WELCOME TO An Entertainment Site for Scottish Country Dancers - Enjoy the curated selection of theme-related dances for celebrations and holidays, or find a dance associated with a special calendar day, or EVEN your own birthday!
Scrabble Day
Apr 13
Other Scottish Country Dances for this Day
Today's Musings, History & Folklore
"Jeff is the annoying kind of Scrabble player who plays a lot of obscure two-letter words that shouldn’t count but for whatever reason are considered legitimate. My father is the annoying kind of Scrabble player who takes hours with his turn and then plays deliberately misspelled words that no one has the heart to call him out on. I am the perfect Scrabble player, both serious and considerate. Obviously I lost by a lot."
~ September Girls, Bennett Madison, 2013
Scrabble, a relatively new game invented in 1938, has clubs and tournaments played in all parts of the world in many native languages. World records for high scoring games, words, and overall duration abound. In August 1984, Peter Finan and Neil Smith played Scrabble for 153 hours at St. Anselm's College, Birkenhead, Merseyside, setting a new duration record. A longer record was never recorded by Guinness Book of Records, as the publishers decided that duration records of this nature were becoming too dangerous and stopped accepting them. There is an online forum dedicated to an examination of a Scrabble gram in Scots-Gaelic that has derived a scheme with 100/104 tiles, with lively discussion of digraphs and diacritical marks. Shockingly, Gaelic is not a legal word in the Scrabble Dictionary!
The XYZZY
Although not a real word, if "XYZZY" had been, it would have definitely made the 10 top English scoring scrabble words! This dance, devised by Sue McKinnell was inspired by an adventure game which started with the description "You are in a maze of twisty little passages all alike ..." and has a version for both three and four couples.

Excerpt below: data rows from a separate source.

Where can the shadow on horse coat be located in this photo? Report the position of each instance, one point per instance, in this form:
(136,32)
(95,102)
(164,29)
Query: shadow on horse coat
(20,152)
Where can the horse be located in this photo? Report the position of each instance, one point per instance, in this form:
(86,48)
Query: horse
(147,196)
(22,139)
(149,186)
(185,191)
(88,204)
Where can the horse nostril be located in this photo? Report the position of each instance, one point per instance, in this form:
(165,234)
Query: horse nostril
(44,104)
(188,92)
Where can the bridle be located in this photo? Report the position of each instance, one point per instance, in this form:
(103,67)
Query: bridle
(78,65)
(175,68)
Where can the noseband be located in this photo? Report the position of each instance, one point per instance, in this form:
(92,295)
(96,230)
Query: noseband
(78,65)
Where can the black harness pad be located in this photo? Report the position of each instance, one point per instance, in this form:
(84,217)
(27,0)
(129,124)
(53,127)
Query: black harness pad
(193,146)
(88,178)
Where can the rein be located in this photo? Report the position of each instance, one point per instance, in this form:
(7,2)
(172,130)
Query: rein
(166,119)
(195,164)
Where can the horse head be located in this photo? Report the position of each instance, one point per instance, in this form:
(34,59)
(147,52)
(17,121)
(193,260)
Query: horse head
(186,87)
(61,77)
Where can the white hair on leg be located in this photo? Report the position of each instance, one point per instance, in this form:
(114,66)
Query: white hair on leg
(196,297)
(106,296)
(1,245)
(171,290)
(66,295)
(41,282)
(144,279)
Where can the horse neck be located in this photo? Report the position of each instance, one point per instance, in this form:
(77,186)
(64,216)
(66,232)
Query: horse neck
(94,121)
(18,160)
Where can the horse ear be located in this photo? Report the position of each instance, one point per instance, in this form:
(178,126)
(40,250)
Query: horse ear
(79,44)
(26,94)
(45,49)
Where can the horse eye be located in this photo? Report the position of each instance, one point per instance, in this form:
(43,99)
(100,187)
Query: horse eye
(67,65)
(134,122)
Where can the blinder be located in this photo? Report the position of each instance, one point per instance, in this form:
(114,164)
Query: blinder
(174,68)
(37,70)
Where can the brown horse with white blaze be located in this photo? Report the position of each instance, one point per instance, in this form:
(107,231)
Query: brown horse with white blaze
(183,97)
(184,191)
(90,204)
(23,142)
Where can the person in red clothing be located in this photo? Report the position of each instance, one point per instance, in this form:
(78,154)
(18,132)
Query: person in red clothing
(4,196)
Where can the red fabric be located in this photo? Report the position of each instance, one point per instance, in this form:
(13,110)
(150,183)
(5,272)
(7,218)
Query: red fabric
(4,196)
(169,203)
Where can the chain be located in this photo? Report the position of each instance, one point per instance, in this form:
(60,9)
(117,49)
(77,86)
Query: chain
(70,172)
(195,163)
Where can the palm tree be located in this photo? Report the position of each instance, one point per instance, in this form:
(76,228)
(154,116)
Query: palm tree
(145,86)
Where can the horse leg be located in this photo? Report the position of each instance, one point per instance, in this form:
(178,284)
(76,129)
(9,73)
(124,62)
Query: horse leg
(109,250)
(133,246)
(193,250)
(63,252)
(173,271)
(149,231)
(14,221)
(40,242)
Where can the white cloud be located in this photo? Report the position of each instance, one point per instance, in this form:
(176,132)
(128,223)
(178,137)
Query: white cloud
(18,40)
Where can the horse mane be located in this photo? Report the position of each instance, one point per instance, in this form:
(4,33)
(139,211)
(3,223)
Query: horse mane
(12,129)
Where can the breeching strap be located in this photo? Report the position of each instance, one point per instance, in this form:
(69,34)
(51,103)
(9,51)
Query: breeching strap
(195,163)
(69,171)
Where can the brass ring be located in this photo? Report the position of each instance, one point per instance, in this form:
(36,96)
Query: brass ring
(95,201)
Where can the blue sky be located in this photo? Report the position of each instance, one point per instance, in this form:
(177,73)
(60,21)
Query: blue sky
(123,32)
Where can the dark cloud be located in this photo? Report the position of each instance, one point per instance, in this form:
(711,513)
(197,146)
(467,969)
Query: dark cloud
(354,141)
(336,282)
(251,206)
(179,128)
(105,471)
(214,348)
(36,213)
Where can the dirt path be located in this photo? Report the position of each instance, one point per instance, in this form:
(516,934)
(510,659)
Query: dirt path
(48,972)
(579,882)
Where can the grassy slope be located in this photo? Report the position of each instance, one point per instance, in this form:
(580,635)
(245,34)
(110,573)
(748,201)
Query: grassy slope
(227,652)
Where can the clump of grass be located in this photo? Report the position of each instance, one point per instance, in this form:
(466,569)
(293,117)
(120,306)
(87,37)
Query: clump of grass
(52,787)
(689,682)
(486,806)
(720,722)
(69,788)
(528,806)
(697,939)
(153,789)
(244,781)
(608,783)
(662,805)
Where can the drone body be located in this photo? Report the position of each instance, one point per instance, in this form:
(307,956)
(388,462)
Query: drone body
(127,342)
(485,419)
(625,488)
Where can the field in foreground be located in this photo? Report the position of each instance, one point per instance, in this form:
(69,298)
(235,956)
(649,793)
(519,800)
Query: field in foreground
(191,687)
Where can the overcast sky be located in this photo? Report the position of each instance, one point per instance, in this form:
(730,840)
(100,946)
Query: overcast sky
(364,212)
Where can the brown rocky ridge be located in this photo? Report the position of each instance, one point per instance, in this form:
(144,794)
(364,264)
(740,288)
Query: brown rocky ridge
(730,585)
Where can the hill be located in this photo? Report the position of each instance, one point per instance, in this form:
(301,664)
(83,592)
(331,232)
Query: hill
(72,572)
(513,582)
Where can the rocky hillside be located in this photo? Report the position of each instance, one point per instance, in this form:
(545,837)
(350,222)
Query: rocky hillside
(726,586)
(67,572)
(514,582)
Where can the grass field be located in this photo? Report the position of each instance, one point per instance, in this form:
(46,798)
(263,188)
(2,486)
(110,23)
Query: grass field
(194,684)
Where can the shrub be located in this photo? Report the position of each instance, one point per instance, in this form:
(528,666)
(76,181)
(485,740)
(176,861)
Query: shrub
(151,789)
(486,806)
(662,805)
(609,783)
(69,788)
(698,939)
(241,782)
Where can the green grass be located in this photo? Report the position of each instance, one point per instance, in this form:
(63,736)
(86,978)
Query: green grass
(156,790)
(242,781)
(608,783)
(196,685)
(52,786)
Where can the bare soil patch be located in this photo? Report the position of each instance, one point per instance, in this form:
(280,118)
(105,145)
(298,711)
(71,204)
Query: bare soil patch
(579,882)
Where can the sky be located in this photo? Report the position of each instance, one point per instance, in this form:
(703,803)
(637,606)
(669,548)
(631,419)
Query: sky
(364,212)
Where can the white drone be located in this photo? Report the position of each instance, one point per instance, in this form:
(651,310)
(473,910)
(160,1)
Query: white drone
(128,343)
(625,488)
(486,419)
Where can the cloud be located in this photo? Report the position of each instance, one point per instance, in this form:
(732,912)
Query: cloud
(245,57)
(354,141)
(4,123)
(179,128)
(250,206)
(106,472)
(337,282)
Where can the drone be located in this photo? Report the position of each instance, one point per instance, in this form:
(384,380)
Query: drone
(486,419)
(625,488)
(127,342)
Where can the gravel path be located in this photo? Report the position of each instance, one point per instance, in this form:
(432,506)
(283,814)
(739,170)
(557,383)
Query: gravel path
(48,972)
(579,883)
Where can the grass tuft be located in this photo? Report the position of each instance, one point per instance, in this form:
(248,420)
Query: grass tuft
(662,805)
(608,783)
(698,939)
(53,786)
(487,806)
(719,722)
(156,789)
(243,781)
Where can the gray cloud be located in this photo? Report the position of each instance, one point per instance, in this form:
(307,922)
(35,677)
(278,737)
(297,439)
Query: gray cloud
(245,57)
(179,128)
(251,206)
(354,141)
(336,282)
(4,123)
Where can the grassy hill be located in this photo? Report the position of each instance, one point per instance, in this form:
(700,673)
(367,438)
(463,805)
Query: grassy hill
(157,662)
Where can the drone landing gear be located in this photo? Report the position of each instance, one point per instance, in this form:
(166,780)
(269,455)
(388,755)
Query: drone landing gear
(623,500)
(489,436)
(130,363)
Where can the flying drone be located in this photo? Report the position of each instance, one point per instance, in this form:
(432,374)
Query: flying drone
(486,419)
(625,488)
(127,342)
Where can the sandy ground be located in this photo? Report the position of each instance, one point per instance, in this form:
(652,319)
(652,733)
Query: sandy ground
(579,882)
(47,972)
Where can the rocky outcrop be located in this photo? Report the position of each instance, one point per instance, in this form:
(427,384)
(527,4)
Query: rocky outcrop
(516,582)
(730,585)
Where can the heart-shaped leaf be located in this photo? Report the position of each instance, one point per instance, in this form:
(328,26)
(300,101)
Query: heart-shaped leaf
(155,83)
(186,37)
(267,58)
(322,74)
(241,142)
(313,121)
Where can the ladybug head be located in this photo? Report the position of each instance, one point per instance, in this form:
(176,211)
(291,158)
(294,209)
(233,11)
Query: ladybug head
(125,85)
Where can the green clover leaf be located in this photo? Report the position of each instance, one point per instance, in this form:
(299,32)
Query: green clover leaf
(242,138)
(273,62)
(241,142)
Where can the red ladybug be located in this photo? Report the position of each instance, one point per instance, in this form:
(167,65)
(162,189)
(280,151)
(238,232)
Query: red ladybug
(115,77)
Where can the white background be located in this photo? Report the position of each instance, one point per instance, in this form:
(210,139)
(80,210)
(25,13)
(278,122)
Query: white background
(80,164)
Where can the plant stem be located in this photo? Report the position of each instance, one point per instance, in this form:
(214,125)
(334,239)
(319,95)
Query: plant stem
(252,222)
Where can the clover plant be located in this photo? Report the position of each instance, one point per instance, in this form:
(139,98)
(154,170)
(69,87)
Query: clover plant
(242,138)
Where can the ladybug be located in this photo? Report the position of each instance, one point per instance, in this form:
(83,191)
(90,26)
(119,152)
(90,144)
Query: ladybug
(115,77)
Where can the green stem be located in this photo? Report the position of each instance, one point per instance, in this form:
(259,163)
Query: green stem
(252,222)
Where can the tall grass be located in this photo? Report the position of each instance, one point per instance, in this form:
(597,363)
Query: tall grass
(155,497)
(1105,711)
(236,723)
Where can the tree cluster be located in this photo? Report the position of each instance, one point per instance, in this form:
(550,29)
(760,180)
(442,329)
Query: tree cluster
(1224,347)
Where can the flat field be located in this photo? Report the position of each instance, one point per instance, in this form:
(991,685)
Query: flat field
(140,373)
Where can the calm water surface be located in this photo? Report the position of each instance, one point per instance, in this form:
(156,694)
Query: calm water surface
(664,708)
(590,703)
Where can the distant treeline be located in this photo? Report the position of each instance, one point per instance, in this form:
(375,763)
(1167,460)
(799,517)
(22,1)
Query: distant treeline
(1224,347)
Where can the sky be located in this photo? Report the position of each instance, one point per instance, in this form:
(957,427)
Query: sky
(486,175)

To celebrate National Scrabble Day, the best you can hope for is to come up with the word"Oxyphenbutazone."
Oxyphenbutazone (a non-steroidal anti-inflammatory drug) is also the word that, in a single play, can give the highest possible score on a Scrabble board. The chances of it ever coming up are slim as you’d need to join all seven of your tiles with eight already on the board across three triple word scores. Still, it’d be worth waiting for, as it would score 1,778 points.